Política
Prefeitura vai mudar setorização e adotar face de quadra para avaliação de imóveis para o IPTU
A intenção da Prefeitura é colocar em prática o estudo realizado em 2009 (que custou R$ 200 mil) pelo arquiteto e urbanista, Elias Macorron.
Flávio Paes/Região News
01 de Junho de 2017 - 13:00
Até o final do mês a Prefeitura vai apresentar aos vereadores os anteprojetos com mudanças na setorização dos imóveis (em vigor desde 2015) e redução dos valores do metro quadrado dos imóveis fixados na planta genérica. Estes valores servem de base para o cálculo do imposto.
Também será adotada a chamada face de quadra que permitirá avaliar de forma diferenciada os imóveis, mesmo aqueles situados no mesmo setor: o imposto será mais alto para os de esquinas e que tiverem a frente para o nascente; em comparação aos localizados no meio da quadra e ou estiveram para o poente (contra o sol).
As linhas gerais das mudanças foram apresentadas nesta quinta-feira pelo procurador jurídico da Prefeitura, Luiz Palermo a um grupo de sete vereadores que foram cobrar um posicionamento do Executivo. Desde 2015 se arrasta uma polêmica em relação ao IPTU, que vem sendo calculado com base numa tabela proposta em 2014 pela Prefeitura, mas durante a tramitação no Legislativo, sofreu redução de 40% e que foi publicado no Diário Oficial.
A reunião com o procurador foi solicitada pelo vereador Edno Ribas e teve a participação dos vereadores Jean Nazareth, Carlos Tadeu, Fá, Celso Pereira e Jonas Rodrigues.
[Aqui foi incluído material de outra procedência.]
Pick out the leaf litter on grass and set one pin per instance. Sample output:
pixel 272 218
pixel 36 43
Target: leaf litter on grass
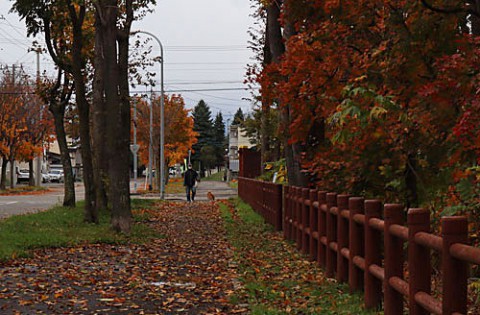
pixel 188 271
pixel 277 278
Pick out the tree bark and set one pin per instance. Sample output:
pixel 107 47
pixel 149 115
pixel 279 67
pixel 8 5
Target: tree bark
pixel 99 121
pixel 3 178
pixel 57 108
pixel 90 211
pixel 12 172
pixel 118 108
pixel 31 179
pixel 277 49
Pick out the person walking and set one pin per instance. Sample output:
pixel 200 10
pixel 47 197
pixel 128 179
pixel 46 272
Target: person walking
pixel 189 181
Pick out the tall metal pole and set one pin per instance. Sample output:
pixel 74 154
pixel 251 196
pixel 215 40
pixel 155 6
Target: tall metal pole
pixel 162 130
pixel 135 147
pixel 38 159
pixel 162 118
pixel 150 148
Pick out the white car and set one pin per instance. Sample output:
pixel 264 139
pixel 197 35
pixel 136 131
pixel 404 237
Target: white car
pixel 56 175
pixel 23 175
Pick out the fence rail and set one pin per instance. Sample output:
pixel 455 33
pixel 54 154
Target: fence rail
pixel 362 242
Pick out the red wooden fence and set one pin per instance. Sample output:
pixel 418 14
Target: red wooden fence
pixel 344 235
pixel 264 197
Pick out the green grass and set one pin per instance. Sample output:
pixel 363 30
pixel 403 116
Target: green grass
pixel 215 177
pixel 61 227
pixel 276 278
pixel 22 189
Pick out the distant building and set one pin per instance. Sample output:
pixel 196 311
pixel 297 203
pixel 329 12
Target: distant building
pixel 236 140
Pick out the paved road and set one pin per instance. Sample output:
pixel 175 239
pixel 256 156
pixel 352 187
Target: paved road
pixel 220 190
pixel 21 204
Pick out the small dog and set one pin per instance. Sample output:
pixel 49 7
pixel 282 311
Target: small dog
pixel 211 196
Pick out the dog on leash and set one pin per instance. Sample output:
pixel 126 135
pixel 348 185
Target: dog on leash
pixel 210 196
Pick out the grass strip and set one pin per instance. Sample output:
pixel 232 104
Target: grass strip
pixel 276 278
pixel 61 227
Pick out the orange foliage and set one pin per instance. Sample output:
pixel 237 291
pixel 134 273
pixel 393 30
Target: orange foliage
pixel 179 134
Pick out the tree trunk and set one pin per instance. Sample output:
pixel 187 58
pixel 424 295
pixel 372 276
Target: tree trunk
pixel 12 173
pixel 58 112
pixel 3 178
pixel 90 211
pixel 99 121
pixel 411 181
pixel 118 118
pixel 31 178
pixel 277 49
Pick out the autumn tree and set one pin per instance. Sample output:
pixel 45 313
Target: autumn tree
pixel 203 125
pixel 57 95
pixel 219 140
pixel 12 120
pixel 179 134
pixel 67 27
pixel 356 93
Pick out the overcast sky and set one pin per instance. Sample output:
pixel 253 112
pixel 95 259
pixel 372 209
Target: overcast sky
pixel 205 48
O procurador deixou claro que o prefeito Marcelo Ascoli não pretende promover a mudança de forma retroativa. Ou seja, não haverá revisão do imposto de 2015 pra cá, como defende, por exemplo, o vereador Waldemar Acosta. As novas regras devem ser votadas logo após o recesso de julho, antes do lançamento do IPTU/2018, em outubro. Também foi confirmada disposição de aumentar de 20 para 30% o desconto sobre o imposto lançado ano que vem.
A intenção da Prefeitura é colocar em prática o estudo realizado em 2009 (que custou R$ 200 mil) pelo arquiteto e urbanista, Elias Macorron. Em princípio este estudo nortearia as mudanças nos critérios de cálculo do IPTU em 2014, mas acabou sendo esquecido pelos assessores do ex-prefeito Ari Basso que optaram pelo chamado IPTU humanizado, que redefiniu a setorização dos imóveis e aumentou em até 642,8% a base de cálculo.
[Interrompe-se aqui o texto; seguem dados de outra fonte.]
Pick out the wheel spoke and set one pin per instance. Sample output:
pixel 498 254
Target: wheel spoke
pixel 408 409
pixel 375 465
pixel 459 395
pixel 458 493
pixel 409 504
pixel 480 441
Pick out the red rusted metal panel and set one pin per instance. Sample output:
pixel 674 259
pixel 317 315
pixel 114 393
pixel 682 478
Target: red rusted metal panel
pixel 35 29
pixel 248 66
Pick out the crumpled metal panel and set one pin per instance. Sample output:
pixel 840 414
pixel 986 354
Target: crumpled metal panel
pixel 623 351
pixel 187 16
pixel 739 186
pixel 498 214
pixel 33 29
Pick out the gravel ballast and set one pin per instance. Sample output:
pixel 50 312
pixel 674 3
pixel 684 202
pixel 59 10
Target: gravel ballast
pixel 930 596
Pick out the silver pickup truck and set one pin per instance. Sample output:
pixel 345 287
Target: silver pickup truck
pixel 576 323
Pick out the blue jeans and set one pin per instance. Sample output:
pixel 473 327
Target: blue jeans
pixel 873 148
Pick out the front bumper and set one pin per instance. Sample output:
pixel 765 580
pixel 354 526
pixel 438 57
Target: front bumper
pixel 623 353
Pelo critério atual, o valor do metro quadrado é único para todos os imóveis do mesmo setor, independente da localização. Quem tem imóvel na Dorvalino dos Santos, a rua comercial mais importante da cidade, paga IPTU em cima de R$ 243,66 o metro quadrado. Este mesmo valor é aplicado também por aqueles que têm propriedade em vias como a São Paulo, Distrito Federal ou Santa Catarina, por exemplo, todas no perímetro do setor A.
Com o critério da face de quadra, dentro do mesmo setor haverá três valores diferenciados: o mais alto, aqueles que tiverem com a frente para a nascente e de esquina; os localizados no meio da quadra e aqueles com a frente contra o sol (poente), que também terão duas subdivisões (esquina e meio da quadra).
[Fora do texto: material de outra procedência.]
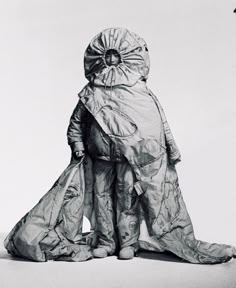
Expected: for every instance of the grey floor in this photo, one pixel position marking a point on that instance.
(147, 271)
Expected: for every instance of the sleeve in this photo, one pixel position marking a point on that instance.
(171, 146)
(76, 131)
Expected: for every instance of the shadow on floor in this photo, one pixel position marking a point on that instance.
(165, 256)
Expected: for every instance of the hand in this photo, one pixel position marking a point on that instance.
(78, 154)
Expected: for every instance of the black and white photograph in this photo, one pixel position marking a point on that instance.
(118, 125)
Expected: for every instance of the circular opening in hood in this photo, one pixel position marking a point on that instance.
(112, 57)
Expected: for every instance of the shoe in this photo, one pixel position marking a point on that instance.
(100, 253)
(126, 253)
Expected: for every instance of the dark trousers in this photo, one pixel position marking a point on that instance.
(116, 205)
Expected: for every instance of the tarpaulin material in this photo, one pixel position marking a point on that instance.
(132, 119)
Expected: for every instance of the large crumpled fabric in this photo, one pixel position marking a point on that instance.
(133, 119)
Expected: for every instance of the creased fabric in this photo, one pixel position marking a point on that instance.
(131, 121)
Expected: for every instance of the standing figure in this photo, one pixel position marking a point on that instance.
(122, 171)
(121, 125)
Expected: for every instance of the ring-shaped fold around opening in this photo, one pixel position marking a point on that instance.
(112, 57)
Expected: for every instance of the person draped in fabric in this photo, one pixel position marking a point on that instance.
(122, 174)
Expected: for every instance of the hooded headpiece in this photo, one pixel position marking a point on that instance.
(133, 59)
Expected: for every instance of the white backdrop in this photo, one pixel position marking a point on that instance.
(192, 47)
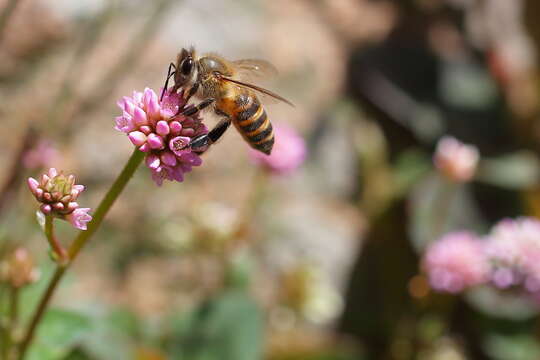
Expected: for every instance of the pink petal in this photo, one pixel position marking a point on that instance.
(162, 128)
(137, 138)
(175, 127)
(152, 161)
(155, 141)
(139, 117)
(33, 184)
(168, 158)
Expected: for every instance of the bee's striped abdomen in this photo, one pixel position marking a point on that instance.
(252, 122)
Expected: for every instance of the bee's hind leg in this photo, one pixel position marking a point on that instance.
(201, 143)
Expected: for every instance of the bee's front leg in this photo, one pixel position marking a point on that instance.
(195, 109)
(201, 143)
(170, 73)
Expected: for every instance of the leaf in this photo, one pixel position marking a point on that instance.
(519, 347)
(438, 207)
(228, 327)
(58, 333)
(514, 171)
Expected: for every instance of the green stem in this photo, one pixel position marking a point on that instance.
(58, 249)
(83, 237)
(12, 322)
(442, 208)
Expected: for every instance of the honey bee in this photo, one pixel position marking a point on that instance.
(224, 85)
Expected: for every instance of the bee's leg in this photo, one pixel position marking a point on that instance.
(192, 91)
(169, 74)
(201, 143)
(195, 109)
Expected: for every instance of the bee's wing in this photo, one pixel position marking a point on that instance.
(254, 70)
(259, 89)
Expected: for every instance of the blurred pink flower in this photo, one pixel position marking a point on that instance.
(455, 262)
(58, 195)
(513, 247)
(41, 155)
(153, 128)
(456, 160)
(288, 154)
(79, 217)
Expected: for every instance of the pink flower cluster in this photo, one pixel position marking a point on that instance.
(515, 252)
(508, 257)
(154, 128)
(455, 160)
(288, 153)
(456, 262)
(58, 195)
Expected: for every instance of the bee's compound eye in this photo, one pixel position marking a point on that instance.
(187, 66)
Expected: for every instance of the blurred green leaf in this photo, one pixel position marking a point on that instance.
(520, 347)
(228, 327)
(514, 171)
(59, 331)
(410, 167)
(438, 207)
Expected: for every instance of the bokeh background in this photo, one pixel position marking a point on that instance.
(237, 263)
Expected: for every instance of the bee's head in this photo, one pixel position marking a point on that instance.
(185, 68)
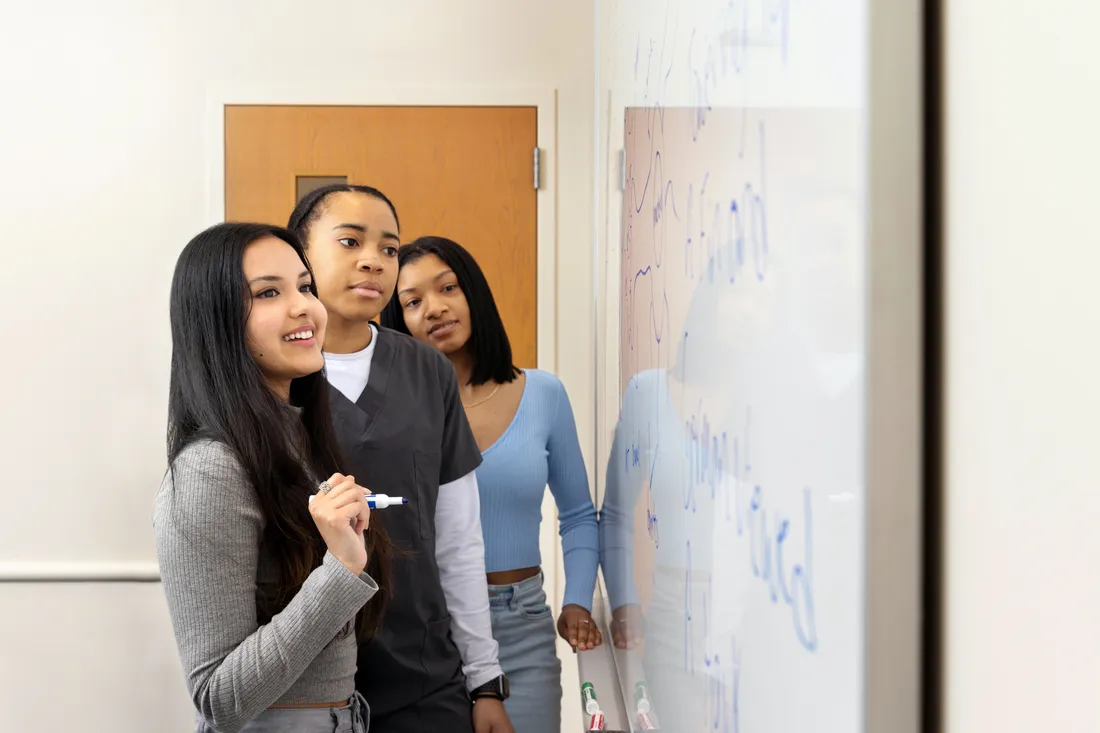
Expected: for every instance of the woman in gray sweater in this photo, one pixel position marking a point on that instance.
(271, 576)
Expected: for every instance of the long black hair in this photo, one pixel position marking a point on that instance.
(310, 207)
(488, 342)
(218, 392)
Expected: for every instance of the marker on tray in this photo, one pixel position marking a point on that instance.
(589, 697)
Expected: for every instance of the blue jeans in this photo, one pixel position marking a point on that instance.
(524, 628)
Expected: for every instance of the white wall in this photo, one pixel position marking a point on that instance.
(1023, 367)
(103, 154)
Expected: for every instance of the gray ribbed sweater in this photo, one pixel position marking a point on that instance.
(208, 528)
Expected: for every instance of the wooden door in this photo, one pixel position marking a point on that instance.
(464, 173)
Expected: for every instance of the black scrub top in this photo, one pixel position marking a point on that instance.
(406, 435)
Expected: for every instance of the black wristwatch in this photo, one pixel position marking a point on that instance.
(496, 688)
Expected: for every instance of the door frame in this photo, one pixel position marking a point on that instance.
(318, 94)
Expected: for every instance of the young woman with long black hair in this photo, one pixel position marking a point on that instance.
(271, 575)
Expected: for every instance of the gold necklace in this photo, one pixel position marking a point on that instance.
(483, 398)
Exemplificando, com o caso da Dorvalino dos Santos: a Ki Pão Conveniência, que fica na esquina com a rua São Paulo, terá maior valorização, que o prédio da Farmácia São Bento ou da Móveis Gazin, que fica no meio da quadra. Os comerciantes do outro lado da rua (sentido Campo Grande), pagarão menor imposto, porque suas lojas ficam contra sol.